The business of beauty is considered glamorous by the millions who dream of being a part of it but it can come with great sacrifice. As young girls, one of the first rituals enrolling us into our girlhood is the gift of the baby doll—the symbol of our future womanhood. Eventually, we upgrade to Barbie or ‘adult like’ dolls, which introduces to us a mature woman’s body shape. As an adolescent, this was often the first introduction to the perception of what defines beauty.
Today, we are met with various platforms of media, which present us a spectrum of what defines beauty breaking down what was very narrow. Broadening the perception and scope of beauty is in part due to a young African American woman from Inglewood, California who fought through her own body perceptions to bring her story to millions of people.
Tyra Banks is known to millions as a trailblazer in the modeling world and an innovator for many young people seeking the American dream. Becoming the first Black model to grace the cover of Sports Illustrated and GQ, the first woman of color to become a Victoria’s Secrets Angel and executive producer/ host of CW’s longest-running reality series America’s Next Top Model— a groundbreaking show that has led the way for all the modeling shows that have followed. Her talents are limitless garnering film credits, music projects, authoring books and hosting an Emmy-award winning daytime talk show, “The Tyra Banks Show” which ran for five years, ending in May 2010.
With America’s Next Top Model currently being licensed in over 30 countries, Banks has decided to re-enter the daytime arena with a brand new show called the “Fab Life”. The “Fab Life” premiered Monday September 14 on ABC, featuring a solid co-star panel of familiar and fresh faces including Chrissy Teigen, Joe Zee, Lauren Makk and Leah Ashley.
Banks told the Chicago Defender that it feels good about her latest venture, “The panel shows are doing well–”The Real” is doing well, “The Talk” ratings are climbing and even surpassing “The View,” she said. “I look at that as a student and I study them. What is everyone doing and what are they not doing? In Harvard business school we call that the ‘white space’, the space that is open. I feel that these ‘themed pillars’ that the “Fab Life” offers is not out on daytime television.”
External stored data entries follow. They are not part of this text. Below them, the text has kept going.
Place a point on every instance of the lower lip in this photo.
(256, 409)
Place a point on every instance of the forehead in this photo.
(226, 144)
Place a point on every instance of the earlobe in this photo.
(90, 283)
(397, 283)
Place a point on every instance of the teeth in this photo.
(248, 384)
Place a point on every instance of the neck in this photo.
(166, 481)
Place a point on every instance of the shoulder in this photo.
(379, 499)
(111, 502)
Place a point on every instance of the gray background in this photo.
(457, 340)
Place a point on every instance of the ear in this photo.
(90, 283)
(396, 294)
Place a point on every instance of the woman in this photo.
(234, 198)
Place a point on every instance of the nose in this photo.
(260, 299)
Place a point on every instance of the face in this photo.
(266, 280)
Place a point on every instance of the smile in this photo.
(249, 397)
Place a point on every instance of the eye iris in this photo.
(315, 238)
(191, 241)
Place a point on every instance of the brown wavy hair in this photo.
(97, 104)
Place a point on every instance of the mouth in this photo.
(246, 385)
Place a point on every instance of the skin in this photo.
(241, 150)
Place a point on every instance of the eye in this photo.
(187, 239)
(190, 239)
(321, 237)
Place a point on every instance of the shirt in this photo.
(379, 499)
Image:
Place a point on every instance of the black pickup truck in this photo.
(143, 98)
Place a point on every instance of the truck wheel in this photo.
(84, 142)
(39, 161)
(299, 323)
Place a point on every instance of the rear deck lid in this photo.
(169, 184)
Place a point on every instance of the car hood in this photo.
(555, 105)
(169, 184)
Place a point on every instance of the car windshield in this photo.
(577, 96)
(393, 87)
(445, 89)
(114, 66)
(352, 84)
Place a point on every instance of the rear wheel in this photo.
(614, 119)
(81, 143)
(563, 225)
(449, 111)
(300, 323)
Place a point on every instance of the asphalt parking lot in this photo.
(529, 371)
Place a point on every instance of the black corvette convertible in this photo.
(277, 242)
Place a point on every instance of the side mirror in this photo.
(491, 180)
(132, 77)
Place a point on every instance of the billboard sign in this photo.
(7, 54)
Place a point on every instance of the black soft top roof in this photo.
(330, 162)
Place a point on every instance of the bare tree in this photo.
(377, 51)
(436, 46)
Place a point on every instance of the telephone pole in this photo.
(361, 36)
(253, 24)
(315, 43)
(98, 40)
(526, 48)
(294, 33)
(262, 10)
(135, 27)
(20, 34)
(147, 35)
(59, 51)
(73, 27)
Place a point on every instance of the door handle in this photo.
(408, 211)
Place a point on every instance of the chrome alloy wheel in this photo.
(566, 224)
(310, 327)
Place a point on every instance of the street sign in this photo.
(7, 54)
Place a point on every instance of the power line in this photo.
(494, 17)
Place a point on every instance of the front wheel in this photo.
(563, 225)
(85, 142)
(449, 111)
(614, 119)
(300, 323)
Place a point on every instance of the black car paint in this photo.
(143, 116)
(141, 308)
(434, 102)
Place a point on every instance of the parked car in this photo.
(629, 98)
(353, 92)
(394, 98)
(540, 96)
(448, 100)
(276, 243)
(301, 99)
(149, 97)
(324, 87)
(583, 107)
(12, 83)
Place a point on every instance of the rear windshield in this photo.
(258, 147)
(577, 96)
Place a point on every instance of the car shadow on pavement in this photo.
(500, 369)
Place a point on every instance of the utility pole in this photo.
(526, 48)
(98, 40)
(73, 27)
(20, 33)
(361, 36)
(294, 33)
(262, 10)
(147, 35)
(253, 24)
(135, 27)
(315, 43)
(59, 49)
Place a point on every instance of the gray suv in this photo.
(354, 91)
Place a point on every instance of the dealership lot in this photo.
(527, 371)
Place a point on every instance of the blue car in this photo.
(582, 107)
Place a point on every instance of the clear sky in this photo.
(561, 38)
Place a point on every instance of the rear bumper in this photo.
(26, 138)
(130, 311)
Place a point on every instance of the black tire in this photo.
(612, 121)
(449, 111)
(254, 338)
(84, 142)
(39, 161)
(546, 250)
In between her time as executive producer and host of “America’s Next Top Model,” Banks decided that she needed to polish her skills as a top-level executive. The invitation to participate in the Harvard Owner/President Management program, which is a three-week admissions based course that focuses on corporate growth, leadership expertise and financial success was timely.
She said, “Everything that I’ve done with my business and career has been with my instinct and guts. I knew that I couldn’t continue with just gut. I hadn’t told the world why I was at Harvard but it was because I was starting a cosmetics company.”
Unlike other celebrity endorsed beauty lines, Tyra longs to own and operate her new company creating an infrastructure. “For me ownership is super important. I want us to be very successful. If I have to get business partners to invest in the company then I will do that.”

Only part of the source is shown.